4 Completing the translation process
Once the translator has translated your document(s), they will email them to you, so you can check that they are correct. (Please be aware that translators have to translate what’s written in the document. They cannot “correct” errors made by registrars.)
Once you ok the proof and the invoice has been paid, the translator will certify the translation in whatever way you agreed upon in advance. Since the start of Covid-19, more and more authorities have been requesting pdf scans of certified translations rather than hard copies. However, strictly speaking, only the hard copies with the original signature are a legal document. You should always keep your hard copies, even if the person who has requested the translation is currently happy with a scan alone. The rules may change again in the future.
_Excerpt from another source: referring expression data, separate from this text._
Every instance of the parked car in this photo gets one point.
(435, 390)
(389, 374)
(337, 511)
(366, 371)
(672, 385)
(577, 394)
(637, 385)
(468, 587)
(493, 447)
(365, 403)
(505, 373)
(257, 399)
3 Who can provide certified translations in the UK?
The 2 professional bodies for translators and interpreters in the UK are the Chartered Institute of Linguists (CIoL) https://www.ciol.org.uk/ and the Institute of Translation and Interpreting (ITI) https://www.iti.org.uk/. Both have strict admission criteria, a code of conduct and disciplinary procedures in case of complaints. Full members of these organisations can provide certified translations in the UK.
The Home Office mentions the CIoL and ITI as reputable bodies: https://www.gov.uk/government/publications/foreign-documents
The DPSI (Diploma in Public Service Interpreting) is an interpreting qualification (with some translation elements) (https://www.ciol.org.uk/ciol-diploma-public-service-interpreting-dpsi).
The term “translator” is not protected in the UK, anybody in the UK can go and have a stamp made that says “certified translator” which has no legal standing whatsoever.